The Leopard: A Study in class, privilege and the changing of the guard.

Luchino Visconti was always a case of contradictions, born into a wealthy family with royal connections (he allegedly pawned some jewelry in order to finance his first film, Ossessione), he joined the communist party during World War 2 before finally committing to Marxism. He embraced the neo-realist movement, delivering drama’s about working class people. In 1954, he directed Senso, his first attempt at a grand, sweeping period picture, it was received favorably, he returned to neo-realism to make Rocco and his Brothers before adapting the novel ‘Ill Gattopardo’ by Giuseppe Tomasi Di Lampedusa.

Set during the civil war of unification between the armies of Francis II and the two Sicilies and the rebel army of insurgents led by Garibaldi, the film focuses on the fading fortunes of Don Fabrizio Corbera, Prince of Salina (Burt Lancaster)  who can see the future fast approaching as the middle class look to take the reigns. Fabrizio emits a regal status to his family and priest but he’s not above visiting a woman in Palermo in the seedier part of that town to satisfy his carnal lusts. Fabrizio looks to his nephew Don Tancredi (Alain Delon) to continue the legacy but he has no real money behind him, the middle class comes in the form of Don Calogero (Paolo Stoppa) the local mayor of Donnafugata where Fabrizio has a summer home, he also has Angelica (Claudia Cardinale) as a daughter, it’s here that Fabrizio secures the future for his nephew.

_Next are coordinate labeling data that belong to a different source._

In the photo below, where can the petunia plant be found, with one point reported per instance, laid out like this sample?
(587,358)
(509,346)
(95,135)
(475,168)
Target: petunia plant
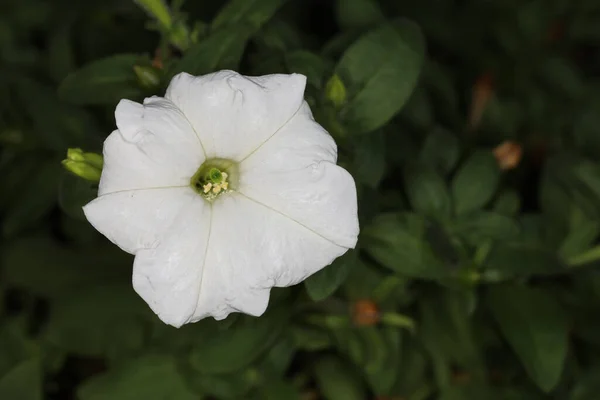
(223,189)
(299,199)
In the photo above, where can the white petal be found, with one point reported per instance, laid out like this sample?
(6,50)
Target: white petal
(155,146)
(235,114)
(251,249)
(168,277)
(138,219)
(295,174)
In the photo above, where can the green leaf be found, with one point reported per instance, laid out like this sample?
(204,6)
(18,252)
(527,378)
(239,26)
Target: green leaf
(98,321)
(384,350)
(447,333)
(521,259)
(369,159)
(308,64)
(380,70)
(148,377)
(223,49)
(104,81)
(587,387)
(440,150)
(234,349)
(43,267)
(475,183)
(253,13)
(353,14)
(337,381)
(277,389)
(398,242)
(23,382)
(536,327)
(325,282)
(481,226)
(508,203)
(427,191)
(35,201)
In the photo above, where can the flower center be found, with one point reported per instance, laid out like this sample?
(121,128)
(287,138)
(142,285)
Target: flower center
(214,178)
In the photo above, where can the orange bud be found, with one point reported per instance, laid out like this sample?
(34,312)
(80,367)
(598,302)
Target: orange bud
(508,155)
(365,313)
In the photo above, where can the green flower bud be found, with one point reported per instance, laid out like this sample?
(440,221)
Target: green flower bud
(85,165)
(335,91)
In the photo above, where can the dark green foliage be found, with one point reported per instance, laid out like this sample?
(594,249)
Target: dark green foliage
(475,277)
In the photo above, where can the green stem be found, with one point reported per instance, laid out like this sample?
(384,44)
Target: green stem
(399,320)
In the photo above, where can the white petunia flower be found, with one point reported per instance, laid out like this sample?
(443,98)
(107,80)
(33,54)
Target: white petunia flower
(223,189)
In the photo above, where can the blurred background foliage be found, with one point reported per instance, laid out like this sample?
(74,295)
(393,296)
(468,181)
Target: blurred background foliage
(471,127)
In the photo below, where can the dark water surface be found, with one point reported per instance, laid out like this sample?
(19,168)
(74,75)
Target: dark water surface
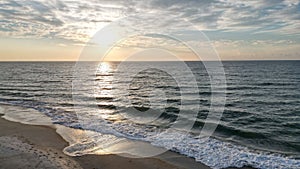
(260,125)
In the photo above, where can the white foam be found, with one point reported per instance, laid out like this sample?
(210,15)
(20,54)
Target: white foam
(24,115)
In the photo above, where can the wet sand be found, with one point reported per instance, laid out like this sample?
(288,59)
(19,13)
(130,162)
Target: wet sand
(27,146)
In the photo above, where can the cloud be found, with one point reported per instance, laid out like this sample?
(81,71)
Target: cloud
(78,20)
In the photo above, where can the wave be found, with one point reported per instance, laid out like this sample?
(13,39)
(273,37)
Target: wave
(210,151)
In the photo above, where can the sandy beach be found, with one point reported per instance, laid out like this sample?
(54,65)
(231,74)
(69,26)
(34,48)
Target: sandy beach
(27,146)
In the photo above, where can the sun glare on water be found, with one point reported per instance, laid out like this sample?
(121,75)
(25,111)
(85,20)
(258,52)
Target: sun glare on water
(104,67)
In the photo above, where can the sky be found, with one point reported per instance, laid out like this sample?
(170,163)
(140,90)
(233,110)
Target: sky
(59,30)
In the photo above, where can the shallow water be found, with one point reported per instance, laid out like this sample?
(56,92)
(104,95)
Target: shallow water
(259,125)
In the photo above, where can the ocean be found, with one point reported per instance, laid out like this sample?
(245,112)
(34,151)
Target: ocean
(259,125)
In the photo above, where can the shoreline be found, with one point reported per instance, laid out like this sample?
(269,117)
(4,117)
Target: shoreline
(41,146)
(44,148)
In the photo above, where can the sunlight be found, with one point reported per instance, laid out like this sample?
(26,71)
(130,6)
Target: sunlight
(104,67)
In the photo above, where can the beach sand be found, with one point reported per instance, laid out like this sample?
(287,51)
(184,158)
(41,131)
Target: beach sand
(27,147)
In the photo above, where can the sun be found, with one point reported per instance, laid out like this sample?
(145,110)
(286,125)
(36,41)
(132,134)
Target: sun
(104,67)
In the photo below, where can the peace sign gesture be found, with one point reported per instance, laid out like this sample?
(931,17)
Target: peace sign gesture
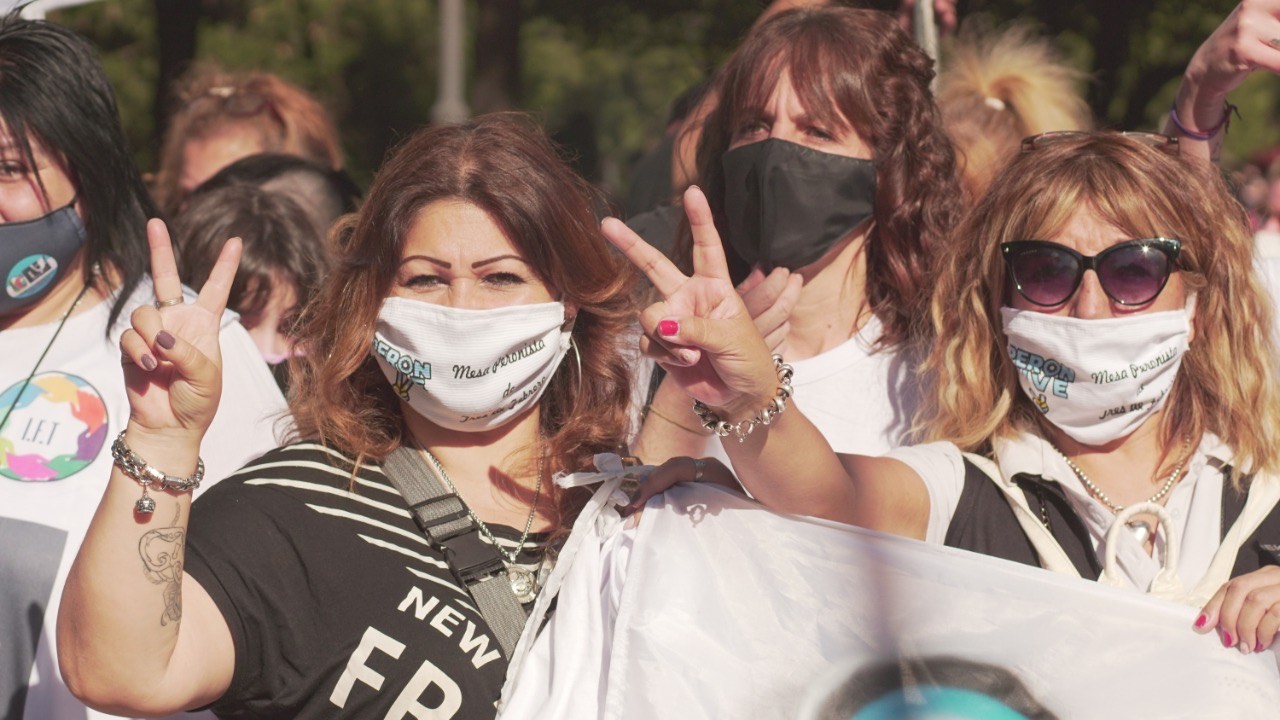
(700,332)
(172,359)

Tancredi began the film as a soldier for Garibaldi but switched to the King’s Army once it was clear Garibaldi wasn’t going to win, an opportunist of the highest order. Fabrizio contemplates the future a great deal, both in regards to Sicily and also his place in it, he places a grim view of where everything is headed, he’s offered a position in the newly constructed senate but declines, feeling his ties to a past that no longer exists and his status make him unfit for the duties that would be required of him. The scene during which he turns down the offer is some of Lancaster’s finest acting.

The last section of the film focuses on a ball held by a neighboring Prince and it’s a truly sumptuous affair, with glittering gowns, dances and the finest catering. It’s here that the weight of age and time finally hits Fabrizio as he shifts around the mansion struggling with the heat, mocking the young women who flitter around in excitement like birds (or monkeys as Fabrizio prefers to call them), contemplating his death and the manner in which it will happen before finally taking a long walk into the night to an uncertain future.

Looking at the world today, Fabrizio’s grim view of the future, it doesn’t seem that far off, it reminds me of an old Who song ‘Imagine a Man’ about the contemplation of death, the future will always rush towards us as we wonder about our ties to the past as we get older.